En un gesto absolutamente feminista Susana Muzio indaga ficcionalmente la marca de la violación que deja Borges más que la marca asesina en el cuerpo de esa mujer. En “Zunz, Emma” (así, con el apellido delante, como marca del proceso judicial) Muzio abre la ficción trasladando a la protagonista desde Buenos Aires a Rosario y la instala en el medio de una trama de crímenes de estafa y trata cometidos por agrupaciones manejadas por varones de la que su padre era responsable, destapa el propio abuso de Emma Zunz por parte de su padre y el abuso de su tío (con quien va a vivir luego de lo sucedido en Buenos Aires) introduce una escena lésbica con la ama de llaves Hipólita, retoma la figura de Cecilia Ingenieros como personaje y propone un cuento de múltiples finales. Pura literatura. Puro goce de la ficción continuada:
Al anochecer, golpearon a la puerta.
Era Adelaida, la dueña de la pensión, para insistir en que al día siguiente a las diez debía desocupar la habitación, recordándole que no aceptaba pensionistas involucradas en hechos policiales. Lamentaba mucho lo que le había sucedido, pero después de todo, dijo, “eso podía sucederle a cualquiera”. En cuanto al asunto del revolver, los dos disparos y el muerto ensangrentado y desbraguetado dibujado en Crítica, le impedía tenerla un solo día más como inquilina.
Emma pidió usar el teléfono, y previo pago llamó a su amiga Elsa Urstein. La madre de Elsa, compungida, le dijo que a pesar de todo podía contar con alguien que se haría cargo de su situación: Vladimiro Mikiele, su padrino. Mencionó con insistencia que ella había sido la mejor amiga de su madre y que sólo deseaba su bien. Emma reprimió el odio, preguntando con voz extraviada la dirección de su padrino, y tras un sollozo ahogado, mientras esperaba que la madre de Elsa encontrara el papel con la última dirección de Mikiele, se juró no volver a amar, ni creer que la amaban, ni creer que la perdonaban.
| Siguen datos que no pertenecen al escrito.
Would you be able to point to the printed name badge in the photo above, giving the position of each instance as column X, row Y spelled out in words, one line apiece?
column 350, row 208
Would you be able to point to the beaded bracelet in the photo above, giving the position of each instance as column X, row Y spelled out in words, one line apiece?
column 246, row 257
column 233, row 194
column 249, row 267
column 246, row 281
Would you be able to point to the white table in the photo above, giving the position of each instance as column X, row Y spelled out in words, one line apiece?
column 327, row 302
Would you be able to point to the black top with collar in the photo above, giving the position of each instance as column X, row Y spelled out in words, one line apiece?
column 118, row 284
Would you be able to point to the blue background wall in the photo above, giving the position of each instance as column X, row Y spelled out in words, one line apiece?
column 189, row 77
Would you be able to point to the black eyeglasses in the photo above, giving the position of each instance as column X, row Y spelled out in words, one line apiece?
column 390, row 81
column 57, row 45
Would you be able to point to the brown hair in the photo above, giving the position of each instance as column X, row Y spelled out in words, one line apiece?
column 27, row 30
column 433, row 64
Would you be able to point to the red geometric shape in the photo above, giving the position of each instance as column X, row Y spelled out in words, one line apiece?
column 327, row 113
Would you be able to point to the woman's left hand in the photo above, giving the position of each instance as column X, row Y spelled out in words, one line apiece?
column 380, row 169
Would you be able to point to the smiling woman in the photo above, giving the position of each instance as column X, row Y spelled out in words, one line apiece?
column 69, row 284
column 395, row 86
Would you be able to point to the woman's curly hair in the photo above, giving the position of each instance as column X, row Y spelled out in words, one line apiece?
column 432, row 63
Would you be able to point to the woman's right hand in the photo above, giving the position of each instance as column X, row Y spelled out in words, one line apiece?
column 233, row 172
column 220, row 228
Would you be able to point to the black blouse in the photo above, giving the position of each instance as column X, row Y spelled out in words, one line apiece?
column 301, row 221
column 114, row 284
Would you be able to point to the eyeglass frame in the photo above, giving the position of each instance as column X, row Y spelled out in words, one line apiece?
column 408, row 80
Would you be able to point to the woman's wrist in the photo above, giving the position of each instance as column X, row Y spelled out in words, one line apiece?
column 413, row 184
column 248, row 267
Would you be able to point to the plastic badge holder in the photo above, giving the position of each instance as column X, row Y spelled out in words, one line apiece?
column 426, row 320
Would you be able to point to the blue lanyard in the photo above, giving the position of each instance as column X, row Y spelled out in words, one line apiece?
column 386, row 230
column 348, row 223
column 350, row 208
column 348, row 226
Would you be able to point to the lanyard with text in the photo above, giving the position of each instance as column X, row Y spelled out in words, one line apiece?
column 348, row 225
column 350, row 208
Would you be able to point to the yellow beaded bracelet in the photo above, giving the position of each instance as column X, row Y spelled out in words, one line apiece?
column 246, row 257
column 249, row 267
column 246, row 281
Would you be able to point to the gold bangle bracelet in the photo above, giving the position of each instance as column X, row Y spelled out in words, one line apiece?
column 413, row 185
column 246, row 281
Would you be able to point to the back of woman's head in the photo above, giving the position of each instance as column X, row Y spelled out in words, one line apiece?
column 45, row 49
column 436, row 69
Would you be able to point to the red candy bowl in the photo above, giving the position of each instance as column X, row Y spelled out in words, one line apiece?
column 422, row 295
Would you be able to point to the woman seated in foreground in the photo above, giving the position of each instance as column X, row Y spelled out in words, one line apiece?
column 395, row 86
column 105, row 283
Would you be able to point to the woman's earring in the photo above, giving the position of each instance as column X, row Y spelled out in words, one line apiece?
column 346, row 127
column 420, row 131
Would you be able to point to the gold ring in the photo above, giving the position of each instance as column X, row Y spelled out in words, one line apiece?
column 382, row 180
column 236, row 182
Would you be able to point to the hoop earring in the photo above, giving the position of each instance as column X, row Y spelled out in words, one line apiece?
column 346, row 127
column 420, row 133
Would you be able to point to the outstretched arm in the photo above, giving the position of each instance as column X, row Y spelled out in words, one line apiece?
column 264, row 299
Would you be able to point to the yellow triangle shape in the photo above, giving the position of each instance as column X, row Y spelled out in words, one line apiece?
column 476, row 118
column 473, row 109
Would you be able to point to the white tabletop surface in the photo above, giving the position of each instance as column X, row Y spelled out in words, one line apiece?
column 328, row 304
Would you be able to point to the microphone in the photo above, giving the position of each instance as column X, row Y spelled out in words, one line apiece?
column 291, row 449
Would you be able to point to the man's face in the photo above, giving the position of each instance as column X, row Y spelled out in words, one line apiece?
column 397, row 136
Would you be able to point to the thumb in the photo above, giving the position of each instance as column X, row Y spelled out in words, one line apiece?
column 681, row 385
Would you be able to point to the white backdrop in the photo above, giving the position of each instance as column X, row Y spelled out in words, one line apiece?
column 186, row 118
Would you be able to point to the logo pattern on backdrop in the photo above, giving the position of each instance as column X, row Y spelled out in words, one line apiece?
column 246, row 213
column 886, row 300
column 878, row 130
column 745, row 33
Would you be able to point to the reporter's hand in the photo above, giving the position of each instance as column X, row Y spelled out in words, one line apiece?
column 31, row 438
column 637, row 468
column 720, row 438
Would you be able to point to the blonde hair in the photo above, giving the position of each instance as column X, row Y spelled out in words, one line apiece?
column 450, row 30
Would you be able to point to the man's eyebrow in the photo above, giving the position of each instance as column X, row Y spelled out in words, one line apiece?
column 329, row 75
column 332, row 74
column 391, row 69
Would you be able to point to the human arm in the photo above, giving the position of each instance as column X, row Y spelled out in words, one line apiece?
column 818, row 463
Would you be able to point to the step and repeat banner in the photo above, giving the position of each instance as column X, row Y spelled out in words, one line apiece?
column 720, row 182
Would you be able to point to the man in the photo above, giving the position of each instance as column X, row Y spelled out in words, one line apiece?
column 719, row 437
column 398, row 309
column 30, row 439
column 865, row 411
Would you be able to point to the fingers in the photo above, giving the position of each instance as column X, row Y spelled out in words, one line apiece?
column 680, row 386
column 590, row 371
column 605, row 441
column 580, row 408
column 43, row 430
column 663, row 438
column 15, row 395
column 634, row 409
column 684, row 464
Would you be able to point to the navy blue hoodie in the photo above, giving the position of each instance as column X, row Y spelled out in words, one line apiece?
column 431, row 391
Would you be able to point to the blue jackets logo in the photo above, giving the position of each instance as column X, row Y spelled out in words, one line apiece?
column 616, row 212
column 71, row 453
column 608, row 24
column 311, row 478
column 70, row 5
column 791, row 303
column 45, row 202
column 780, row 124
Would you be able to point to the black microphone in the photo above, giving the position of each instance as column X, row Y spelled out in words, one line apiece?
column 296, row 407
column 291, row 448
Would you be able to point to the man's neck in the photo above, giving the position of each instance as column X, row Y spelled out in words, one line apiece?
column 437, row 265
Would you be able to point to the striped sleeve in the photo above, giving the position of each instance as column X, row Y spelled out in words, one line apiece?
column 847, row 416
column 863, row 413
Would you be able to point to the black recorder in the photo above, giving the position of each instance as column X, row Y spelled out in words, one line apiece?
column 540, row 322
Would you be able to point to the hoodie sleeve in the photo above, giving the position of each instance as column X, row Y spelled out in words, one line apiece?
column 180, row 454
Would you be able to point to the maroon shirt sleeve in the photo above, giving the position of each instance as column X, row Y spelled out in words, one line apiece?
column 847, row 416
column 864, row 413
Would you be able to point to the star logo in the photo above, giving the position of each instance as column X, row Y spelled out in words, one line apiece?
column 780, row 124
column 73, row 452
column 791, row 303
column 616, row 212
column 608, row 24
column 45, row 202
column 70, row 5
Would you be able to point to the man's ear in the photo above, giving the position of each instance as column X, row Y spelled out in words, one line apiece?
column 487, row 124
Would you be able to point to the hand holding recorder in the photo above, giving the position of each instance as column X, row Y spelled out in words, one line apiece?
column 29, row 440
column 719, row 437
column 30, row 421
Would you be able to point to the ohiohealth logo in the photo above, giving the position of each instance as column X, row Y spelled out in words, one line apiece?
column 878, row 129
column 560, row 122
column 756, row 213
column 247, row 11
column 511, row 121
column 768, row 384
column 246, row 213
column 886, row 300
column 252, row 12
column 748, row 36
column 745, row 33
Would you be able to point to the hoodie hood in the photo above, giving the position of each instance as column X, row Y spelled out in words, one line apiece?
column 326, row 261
—Hija, es una dirección en Rosario, anotala.
Sacó un pasaje de ida en segunda clase a Rosario . Nadie la había reconocido. Con cautela abrió la cartera y volvió a contar el dinero; todos sus ahorros en pesos y monedas. Se aseguró que tenía ahí el pasaje a Rosario, la dirección y el nombre de su padrino.
Vuelvo a la solapa del único libro de Susana Muzio. Me detengo en la foto. Está sentada en un bar porteño, una tacita de café, el mínimo vaso de soda, una libreta y una birome. Sonríe con cierta resignación o sosiego cuando en el gesto esas cosas se confunden y forman otra cosa. Tiene un echarpe verde. Susana cumplirá el año que viene 100 años. Creo que, a diferencia de la madre de Borges que murió a los 99, ella superará los 100. Ojalá me invite a su fiesta, y me hable mal de Victoria Ocampo.